A propósito de Sinécdoque Nueva York. Esta puesta de motor de la ficción es llevada al extremo por Charlie Kaufman quien sucumbe en su propia maquinaria. La ficción anula la experiencia. Hablar de experiencia cinematográfica es un oxímoron fenomenológico. Es la invención de Morel, tenemos visiones, anagnórisis, epifanías, teofanías. La ficción es un virus que se expande en el imaginario y puede modelarlo. La sinécdoque es la figura exacta. Se pensaría en el artefacto de la metáfora para elaborar una ficción sobre el concepto de representación, pero se elige certeramente la sinécdoque. Una figura proliferante que terminará por golpear, como la sucesión de las piezas de dominó que caen, al propio creador. El creador que, en la búsqueda de la creación absoluta, abre las compuertas al caudal de la imaginación total, tanto que rendirá cualquier represa de contención psíquica, se atiene a lo definitivo, a un fundido a negro final. La nada de La historia sin fin. Como en el cuento de Kusenberg La bala, ese proyectil hará un largo recorrido pero volverá, por la espalda, al tambor que la disparó. El creador que suelta la sinécdoque de la ficción, suelta una epidemia proliferante que acabará, por supuesto, con la muerte del propio creador, su propia muerte. Una metalepsis podría ser la figura del Dios absoluto que muere, que no descansa, que al séptimo día, al término de la jornada y con su obra total finalizada, muere. Lo que deja, la materia creada, se debate entre la obra perfecta o la obra que, abandonada a su merced, reconduce y retoma el camino de la imperfección, porque en su representación total no está incluido su creador.
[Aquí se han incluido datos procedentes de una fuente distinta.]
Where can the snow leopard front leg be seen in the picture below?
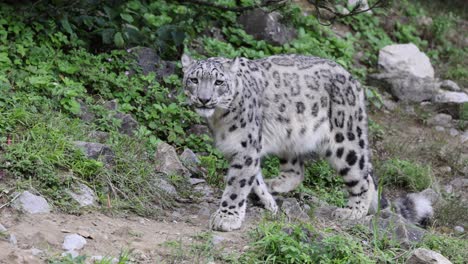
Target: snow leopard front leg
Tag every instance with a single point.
(243, 171)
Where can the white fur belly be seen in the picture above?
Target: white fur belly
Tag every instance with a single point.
(276, 140)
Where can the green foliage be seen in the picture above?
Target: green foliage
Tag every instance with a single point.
(450, 247)
(321, 180)
(297, 243)
(414, 176)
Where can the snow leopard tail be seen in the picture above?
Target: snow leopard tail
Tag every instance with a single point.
(414, 207)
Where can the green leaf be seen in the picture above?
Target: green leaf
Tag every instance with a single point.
(118, 40)
(127, 17)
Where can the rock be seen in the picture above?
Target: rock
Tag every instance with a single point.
(94, 150)
(442, 120)
(452, 103)
(459, 229)
(406, 72)
(199, 130)
(99, 136)
(396, 227)
(84, 195)
(195, 181)
(128, 124)
(404, 86)
(450, 85)
(464, 137)
(150, 62)
(167, 161)
(426, 256)
(451, 97)
(72, 253)
(188, 157)
(162, 184)
(389, 104)
(424, 21)
(293, 209)
(36, 252)
(191, 161)
(85, 113)
(217, 239)
(431, 195)
(12, 239)
(363, 5)
(405, 58)
(73, 242)
(30, 203)
(453, 132)
(263, 25)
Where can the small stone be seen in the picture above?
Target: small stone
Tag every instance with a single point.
(293, 209)
(36, 252)
(30, 203)
(84, 195)
(167, 161)
(217, 239)
(73, 242)
(448, 188)
(12, 239)
(72, 253)
(445, 169)
(94, 150)
(162, 184)
(443, 120)
(389, 104)
(195, 181)
(450, 85)
(459, 229)
(204, 211)
(453, 132)
(426, 256)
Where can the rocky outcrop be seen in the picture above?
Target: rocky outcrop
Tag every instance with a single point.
(406, 72)
(31, 204)
(167, 161)
(83, 195)
(266, 26)
(95, 151)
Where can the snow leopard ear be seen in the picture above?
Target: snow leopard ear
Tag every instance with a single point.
(186, 62)
(234, 67)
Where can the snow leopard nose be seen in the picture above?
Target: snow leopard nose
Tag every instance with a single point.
(204, 100)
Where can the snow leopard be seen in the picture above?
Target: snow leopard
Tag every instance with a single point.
(288, 106)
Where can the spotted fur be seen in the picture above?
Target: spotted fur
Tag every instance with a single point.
(289, 106)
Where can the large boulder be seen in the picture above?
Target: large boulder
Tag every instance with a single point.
(405, 58)
(406, 72)
(266, 26)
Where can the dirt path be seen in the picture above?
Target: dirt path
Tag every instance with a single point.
(108, 236)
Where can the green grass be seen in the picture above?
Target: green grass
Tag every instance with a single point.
(407, 174)
(276, 242)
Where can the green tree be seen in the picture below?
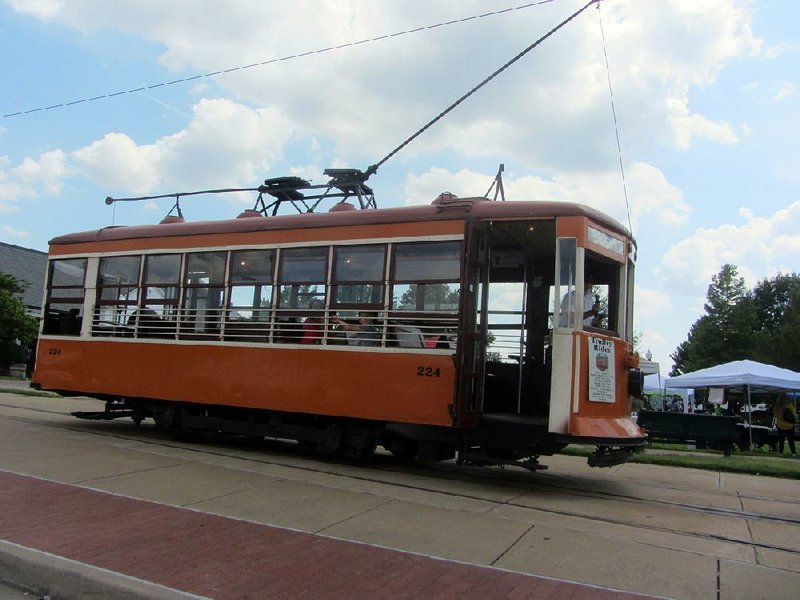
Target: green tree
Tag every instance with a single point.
(726, 332)
(778, 307)
(437, 296)
(17, 327)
Dios no existe porque su obra, el universo, es una ficción tan perfecta y precisa en sus reglas, que lo expulsó de un modo definitivo. No se percibe la presencia del creador en la obra. No ha dejado huellas de su sensibilidad (D.H. Lawrence, Lo que el hombre hace[i]). La ficción no tiene otro camino entonces que volverse entrópica e incierta para acercarse por un principio irrevocable a lo real: en el elemento caótico, en el residuo, se tocan, e incluso se hacen permeables (a veces hasta la confusión) lo ficticio y lo real. El acierto poético y estético, el verdadero valor cinematográfico de Sinécdoque Nueva York consiste en su fracaso. En devenir una película fallida y repetir en paralelo, en otro paradigma, en este caso la realidad, la peripecia de su héroe: el fracaso de la inabarcable obra de teatro del protagonista se replica en la realidad. Solamente alguien del genio de Fellini pudo realizar la obra total del cine dentro del cine, dejar la huella de su presencia, imponer el sello de su sensibilidad en 8 y ½ y… triunfar. Ser el creador absoluto. Investirse Dios y no sucumbir ante su propia creación. Alcanzar la obra total de la representación y saltar justo, apenas, un pelín antes del naufragio del barco de la sinécdoque (Pierce: la cadena de pensamiento que detiene la acción). Ese umbral definitivo que únicamente los grandes, los grandes de verdad, pueden franquear y seguir en pie.
[i] Cualquier cosa hecha por el hombre y hecha / vívidamente / vive a causa de la vida depositada en ella. / En un metro de muselina de la India está la vida / hindú. / Y un indígena navajo, tejiendo en su manta / la forma de su sueño, / tiene que dejar una pequeña brecha en ésta / para que su alma salga, y pueda luego retornar a / quien la hizo. // Pero en el singular diseño, deja sus huellas / como una serpiente las deja sobre la arena.